Moral of the Juju puppet show

07 February 2013 - 02:41 By Brendan Boyle
subscribe Just R20 for the first month. Support independent journalism by subscribing to our digital news package.
Subscribe now
Brendan Boyle
Brendan Boyle
Image: The Dispatch

As the South African Revenue Service closes in on Julius Malema, I find myself wondering whether to think of him as the villain of his story or its victim.

While he appears to be keeping his chin up as his world collapses around him, Malema must be stunned by the speed of his fall from ANC grace. Just months ago he was on the A-list of every empowered black hostess; now, as he says himself, he can barely get anyone to take his calls.

The smart cars are gone, the armed bodyguards are gone, his properties have been attached as security for a reported tax debt of R16-million, and the criminal case against him seems to be gaining momentum as former friends move to save their own skins.

It will be hard for some of us not to give in to schadenfreude after years of his gross arrogance and his absurd insistence that all the bling he attached to himself was honestly acquired from his modest salary as the ANC Youth League's president - or as unconditional gifts from the dear friends who have now abandoned him in such numbers.

Absent any tax rebate at all, that tax debt implies a pre-tax income of at least R40-million. That is a lot of unconditional generosity to explain away.

The way Malema threatened even revered ANC veterans who refused to toe his line was sickening to many who could not understand why the party let him get away with it, even when the cost in lost international investment became impossible to ignore.

As it turns out, however, Malema was no more than the classic useful idiot of big-league politics who took himself more seriously than anyone around him.

Even knowing the limits of his role, however, his masters stuck with him when he began to pronounce on issues from international relations to job creation without checking with them. Nor did they repudiate his presidential ambitions.

So while he came to believe that he was the puppet master, he was always just the puppet.

In her book An Inconvenient Youth, Fiona Forde tells the story of a precocious township urchin who inveigled himself into the local structures of the ANC and worked his way up through its ranks until, not entirely honestly, he won control of the party's youth league.

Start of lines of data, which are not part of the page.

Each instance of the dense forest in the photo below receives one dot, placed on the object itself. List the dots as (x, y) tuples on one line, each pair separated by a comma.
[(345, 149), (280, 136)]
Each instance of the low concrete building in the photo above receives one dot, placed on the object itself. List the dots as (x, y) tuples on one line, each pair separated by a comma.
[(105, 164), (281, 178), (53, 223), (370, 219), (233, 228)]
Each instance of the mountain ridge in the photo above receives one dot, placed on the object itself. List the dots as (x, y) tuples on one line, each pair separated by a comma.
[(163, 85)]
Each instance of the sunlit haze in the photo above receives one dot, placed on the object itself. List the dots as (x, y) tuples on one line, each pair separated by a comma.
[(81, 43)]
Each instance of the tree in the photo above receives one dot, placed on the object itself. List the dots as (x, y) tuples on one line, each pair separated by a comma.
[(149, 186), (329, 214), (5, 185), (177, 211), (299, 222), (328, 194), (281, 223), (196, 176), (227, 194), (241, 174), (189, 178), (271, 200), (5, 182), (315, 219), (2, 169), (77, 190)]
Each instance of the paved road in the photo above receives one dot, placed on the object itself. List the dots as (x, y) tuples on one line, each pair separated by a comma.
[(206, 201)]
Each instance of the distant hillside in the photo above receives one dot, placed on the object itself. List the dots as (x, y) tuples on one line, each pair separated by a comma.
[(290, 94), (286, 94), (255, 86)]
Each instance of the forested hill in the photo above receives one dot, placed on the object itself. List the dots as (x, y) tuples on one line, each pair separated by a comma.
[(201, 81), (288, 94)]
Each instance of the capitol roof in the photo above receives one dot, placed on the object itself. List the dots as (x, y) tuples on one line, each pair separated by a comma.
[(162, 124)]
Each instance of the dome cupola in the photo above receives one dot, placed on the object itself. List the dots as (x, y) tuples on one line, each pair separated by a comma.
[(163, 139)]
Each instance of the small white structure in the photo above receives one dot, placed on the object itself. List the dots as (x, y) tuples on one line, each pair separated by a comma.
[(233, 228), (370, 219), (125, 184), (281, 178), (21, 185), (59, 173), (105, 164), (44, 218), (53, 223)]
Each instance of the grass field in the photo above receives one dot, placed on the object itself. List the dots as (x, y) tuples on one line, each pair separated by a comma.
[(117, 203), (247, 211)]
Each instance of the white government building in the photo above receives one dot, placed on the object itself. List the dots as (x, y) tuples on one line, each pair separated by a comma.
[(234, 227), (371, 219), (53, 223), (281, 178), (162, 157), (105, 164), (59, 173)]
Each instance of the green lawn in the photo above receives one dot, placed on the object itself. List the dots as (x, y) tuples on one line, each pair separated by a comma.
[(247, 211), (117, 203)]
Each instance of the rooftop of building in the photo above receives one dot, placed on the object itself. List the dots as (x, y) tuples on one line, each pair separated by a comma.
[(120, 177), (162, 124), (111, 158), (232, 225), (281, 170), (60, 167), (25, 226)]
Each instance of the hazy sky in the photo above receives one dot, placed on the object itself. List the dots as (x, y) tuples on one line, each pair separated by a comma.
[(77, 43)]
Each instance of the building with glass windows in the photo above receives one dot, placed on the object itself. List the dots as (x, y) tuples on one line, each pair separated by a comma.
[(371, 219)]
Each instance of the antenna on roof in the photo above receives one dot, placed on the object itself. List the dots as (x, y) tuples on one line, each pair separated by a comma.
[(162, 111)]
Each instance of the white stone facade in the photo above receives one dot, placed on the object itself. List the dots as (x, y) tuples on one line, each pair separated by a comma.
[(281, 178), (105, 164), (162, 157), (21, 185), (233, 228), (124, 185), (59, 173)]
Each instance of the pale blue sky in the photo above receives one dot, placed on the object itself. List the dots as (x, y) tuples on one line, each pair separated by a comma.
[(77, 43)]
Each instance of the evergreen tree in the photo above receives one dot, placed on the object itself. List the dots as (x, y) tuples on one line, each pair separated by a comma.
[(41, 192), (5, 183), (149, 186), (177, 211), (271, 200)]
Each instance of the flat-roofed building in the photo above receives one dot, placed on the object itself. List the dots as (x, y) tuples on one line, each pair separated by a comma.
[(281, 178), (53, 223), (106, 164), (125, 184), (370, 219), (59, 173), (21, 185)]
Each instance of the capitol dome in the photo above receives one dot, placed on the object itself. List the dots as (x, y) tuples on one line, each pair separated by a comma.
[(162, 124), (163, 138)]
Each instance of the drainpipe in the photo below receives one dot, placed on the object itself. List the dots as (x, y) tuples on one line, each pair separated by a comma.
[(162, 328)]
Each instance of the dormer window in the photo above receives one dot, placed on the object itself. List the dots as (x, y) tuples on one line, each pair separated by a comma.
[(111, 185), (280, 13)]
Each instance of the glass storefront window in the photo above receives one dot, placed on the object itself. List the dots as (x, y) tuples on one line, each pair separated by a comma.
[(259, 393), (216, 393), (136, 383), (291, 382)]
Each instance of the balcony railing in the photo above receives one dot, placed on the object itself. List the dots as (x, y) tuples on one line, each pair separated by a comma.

It is a remarkable story about a boy with no prospects who seized the one opportunity that came his way and squeezed it for everything he could.

His early rise caught the tail end of a period in which the ANC needed to break before it could build. His robust style and vigorous oratory suited that stage of the transformation from white rule to democratic control of the state and its institutions. No one asked him to do anything really constructive - to make anything. That wasn't his role. He was supposed to be an agent of change.

When companies which he allegedly helped to win contracts built roads that quickly collapsed, no one from government or the ANC knocked on his door looking for an explanation. He was allowed, like the useful idiot he was, to believe he was playing the game as it was supposed to be played.

Probably because of his lack of political experience, Malema made the fatal mistake of backing a doomed challenge to the incumbent party elite. He thought he had graduated from tender-fixer to kingmaker and stopped listening to his counsellors.

That is when the puppet-master finally cut the strings and the puppet collapsed in a heap, unable to stand, unable to dance and unable any more to point the way to mountains of wealth.

Good riddance, one might say, and rightly so. We are better off without a fool muddying the waters of economic planning and international relations. Perhaps it was a lucky escape for he might have been closer than we knew to the Pinocchio moment when the puppet takes on a life of its own.

He was cruelly used by a faction who thought his bluster useful to them and who, as recent events show, promise no loyalty. Stripped of his political cover, he could even face prison time.

The ANC does not owe Malema wealth, but it does owe him an apology.

His tale should caution those who believe there is such an easy path to great wealth and power.

For the rest of us, it should be a reminder of the danger of opportunistic political populism. Malema might not have made it to the top as he expected, but there are plenty of examples of others a bit like him who did.

Benito Mussolini, Idi Amin, Jean-Bédel Bokassa and, though not all would lump him in the group, Muammar Gaddafi, show where things can go when a political puppet gets a life of its own.